Consider this: many poor children have never had the opportunity to purchase a gift for a loved one. Whatever conflicts the affluent might feel about rampant consumerism, it is worth wondering whether -- and how -- something so seemingly simple as being able to buy your mother a present for Mother's Day might also be a powerful moment of self-actualization. The power to buy is, in this society, inevitably and fundamentally, the power to be.

[Owen James Frazer's birthday! ]


boxthejack said...

Thank you Larry. This is a useful word for me this morning.

Unable to sleep I thought I'd open my Sunday by listening to a recording of John's gospel. It is saturated with Jesus' concern for those unable to pay their way into religious and social acceptance, the intransigence of the religious authorities, and their rejection of him both because of his association with the poor (which, through their lack of access to the rites of the temple rites made them 'sinners') and his uncertain parentage.

When we claim Jesus we claim his exclusion and shame, his rejection and poverty. In the blogsphere I've noticed the resistance to this that exists within the church, precisely because it challenges the myths that support our comfortable privileges as part of the dominant culture. To too great an extent, the church has decided to serve the prevailing principalities and powers, rather than challenge them with the gospel.

I thank you for reminding me of those to whom Christ came, such as those you mentioned. The question I have is how do those of us who have a car, a job, and an overdraft, embrace Jesus of Nazareth's exclusion? How do we challenge the prevailing culture of consuming and consuming more?

Be encouraged.

Your brother in Scotland.

krister said...

These are some convicting words, Larry. What are the chances that Dallas will be able to convince larger grocery stores to build and move into in low-income areas?

Larry James said...

Boxthejack, thanks for your encouragement. The answer for persons who are serious about a lifestyle walk, I believe, is to tie our actions to our understanding of discipleship, one day at a time. It is a battle. But for the best result, simplicity must be directed toward the reallocation of assets toward those who need the benefit of a hand up and of honest, simple opportunity.

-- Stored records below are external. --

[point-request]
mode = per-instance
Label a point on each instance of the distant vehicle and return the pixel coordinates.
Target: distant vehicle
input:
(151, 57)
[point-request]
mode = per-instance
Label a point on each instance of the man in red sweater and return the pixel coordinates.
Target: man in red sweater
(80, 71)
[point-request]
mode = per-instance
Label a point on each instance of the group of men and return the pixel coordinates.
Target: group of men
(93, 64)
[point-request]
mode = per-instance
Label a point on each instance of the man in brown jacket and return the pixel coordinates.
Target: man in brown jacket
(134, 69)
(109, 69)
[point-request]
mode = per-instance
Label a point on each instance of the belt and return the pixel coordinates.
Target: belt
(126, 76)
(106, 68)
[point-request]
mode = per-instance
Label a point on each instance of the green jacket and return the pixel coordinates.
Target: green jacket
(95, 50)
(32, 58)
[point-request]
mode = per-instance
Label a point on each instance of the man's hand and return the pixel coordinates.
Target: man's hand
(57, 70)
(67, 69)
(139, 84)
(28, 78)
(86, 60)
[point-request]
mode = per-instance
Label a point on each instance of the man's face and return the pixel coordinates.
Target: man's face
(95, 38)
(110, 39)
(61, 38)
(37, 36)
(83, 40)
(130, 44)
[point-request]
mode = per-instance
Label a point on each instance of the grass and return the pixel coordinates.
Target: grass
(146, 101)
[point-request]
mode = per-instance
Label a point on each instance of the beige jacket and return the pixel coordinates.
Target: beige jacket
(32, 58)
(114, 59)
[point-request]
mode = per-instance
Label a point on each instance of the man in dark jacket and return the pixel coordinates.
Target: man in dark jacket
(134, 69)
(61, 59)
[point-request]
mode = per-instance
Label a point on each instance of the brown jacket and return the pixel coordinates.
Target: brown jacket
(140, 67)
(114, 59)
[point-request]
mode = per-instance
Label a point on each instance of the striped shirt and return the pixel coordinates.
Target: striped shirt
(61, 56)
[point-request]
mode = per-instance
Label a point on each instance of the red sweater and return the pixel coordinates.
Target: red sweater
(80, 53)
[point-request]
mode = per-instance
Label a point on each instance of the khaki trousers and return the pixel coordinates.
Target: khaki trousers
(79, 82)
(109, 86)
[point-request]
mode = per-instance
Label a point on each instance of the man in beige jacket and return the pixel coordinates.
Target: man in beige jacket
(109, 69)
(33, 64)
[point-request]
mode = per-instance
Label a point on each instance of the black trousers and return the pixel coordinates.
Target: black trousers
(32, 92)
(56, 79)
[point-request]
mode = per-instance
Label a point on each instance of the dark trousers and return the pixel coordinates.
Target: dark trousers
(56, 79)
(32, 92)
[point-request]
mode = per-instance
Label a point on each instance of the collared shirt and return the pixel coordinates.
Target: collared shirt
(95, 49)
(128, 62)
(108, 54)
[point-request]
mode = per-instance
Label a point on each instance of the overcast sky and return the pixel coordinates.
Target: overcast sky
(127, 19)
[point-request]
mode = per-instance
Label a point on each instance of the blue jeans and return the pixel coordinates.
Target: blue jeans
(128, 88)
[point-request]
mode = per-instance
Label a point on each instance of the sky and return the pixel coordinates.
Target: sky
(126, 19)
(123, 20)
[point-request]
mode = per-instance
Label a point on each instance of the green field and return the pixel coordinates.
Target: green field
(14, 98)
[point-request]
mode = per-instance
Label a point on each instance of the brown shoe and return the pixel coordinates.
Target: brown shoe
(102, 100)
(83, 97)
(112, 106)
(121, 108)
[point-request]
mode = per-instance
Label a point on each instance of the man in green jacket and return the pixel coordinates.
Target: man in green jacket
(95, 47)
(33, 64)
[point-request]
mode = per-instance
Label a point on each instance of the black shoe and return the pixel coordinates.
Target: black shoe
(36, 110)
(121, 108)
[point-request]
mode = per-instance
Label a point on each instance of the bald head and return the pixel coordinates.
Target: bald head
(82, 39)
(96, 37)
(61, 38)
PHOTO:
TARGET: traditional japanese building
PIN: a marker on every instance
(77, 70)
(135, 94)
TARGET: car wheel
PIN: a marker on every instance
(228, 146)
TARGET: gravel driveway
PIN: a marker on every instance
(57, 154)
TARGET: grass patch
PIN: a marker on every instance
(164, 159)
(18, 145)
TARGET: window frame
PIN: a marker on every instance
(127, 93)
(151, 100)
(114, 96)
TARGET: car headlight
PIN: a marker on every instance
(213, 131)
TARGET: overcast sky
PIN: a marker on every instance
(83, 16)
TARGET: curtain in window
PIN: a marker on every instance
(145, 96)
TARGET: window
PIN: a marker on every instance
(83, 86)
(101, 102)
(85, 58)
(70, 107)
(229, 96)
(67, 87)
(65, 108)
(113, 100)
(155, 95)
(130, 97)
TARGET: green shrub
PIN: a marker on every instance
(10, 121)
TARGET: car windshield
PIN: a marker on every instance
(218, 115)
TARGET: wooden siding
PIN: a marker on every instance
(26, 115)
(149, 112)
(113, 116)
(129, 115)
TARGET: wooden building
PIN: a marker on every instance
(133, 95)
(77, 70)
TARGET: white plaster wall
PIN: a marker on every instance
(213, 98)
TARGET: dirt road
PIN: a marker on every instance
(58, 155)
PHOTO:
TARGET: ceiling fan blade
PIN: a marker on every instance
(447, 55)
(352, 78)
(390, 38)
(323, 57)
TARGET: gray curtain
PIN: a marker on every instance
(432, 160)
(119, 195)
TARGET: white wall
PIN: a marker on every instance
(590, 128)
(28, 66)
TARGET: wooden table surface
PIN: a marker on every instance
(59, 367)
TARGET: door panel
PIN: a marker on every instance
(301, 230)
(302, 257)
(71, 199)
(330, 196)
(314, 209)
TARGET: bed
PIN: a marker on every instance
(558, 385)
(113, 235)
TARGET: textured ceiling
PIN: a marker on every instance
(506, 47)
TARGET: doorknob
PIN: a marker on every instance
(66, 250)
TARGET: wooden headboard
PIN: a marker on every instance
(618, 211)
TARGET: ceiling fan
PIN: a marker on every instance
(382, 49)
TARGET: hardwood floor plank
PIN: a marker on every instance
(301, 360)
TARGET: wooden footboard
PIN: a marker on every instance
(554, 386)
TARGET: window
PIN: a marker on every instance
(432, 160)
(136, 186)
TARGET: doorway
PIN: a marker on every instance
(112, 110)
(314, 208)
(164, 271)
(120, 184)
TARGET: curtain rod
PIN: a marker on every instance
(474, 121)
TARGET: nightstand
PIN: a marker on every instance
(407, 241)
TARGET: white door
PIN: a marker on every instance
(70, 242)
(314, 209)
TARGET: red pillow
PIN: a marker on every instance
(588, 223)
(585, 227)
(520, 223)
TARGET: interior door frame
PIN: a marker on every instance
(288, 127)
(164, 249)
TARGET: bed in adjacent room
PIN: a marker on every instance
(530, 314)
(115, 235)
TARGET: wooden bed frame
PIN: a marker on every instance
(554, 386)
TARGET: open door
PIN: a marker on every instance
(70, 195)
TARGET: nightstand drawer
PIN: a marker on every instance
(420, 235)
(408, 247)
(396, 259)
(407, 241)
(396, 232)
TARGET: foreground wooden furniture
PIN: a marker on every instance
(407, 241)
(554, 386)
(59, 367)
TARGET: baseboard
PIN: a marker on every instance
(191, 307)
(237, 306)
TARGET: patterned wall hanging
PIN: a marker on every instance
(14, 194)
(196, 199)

Krister, thanks for your question. The grocery store issue is a tough one and one we have been wrestling with for years. Five years ago we met with the owner of a major U. S. grocery retailer that was moving into our market here in Dallas. We tried to convince him to open stores in our parts of town. The key is roof tops. Many inner city neighborhoods are not only extremely depressed and devastated, but they are also de-populated. As we build more in-fill housing, more new multi-family housing and more mixed income and use developments, the retailers will follow. It is not easy in this economic system as it currently operates. We are determined to keep trying and working hard.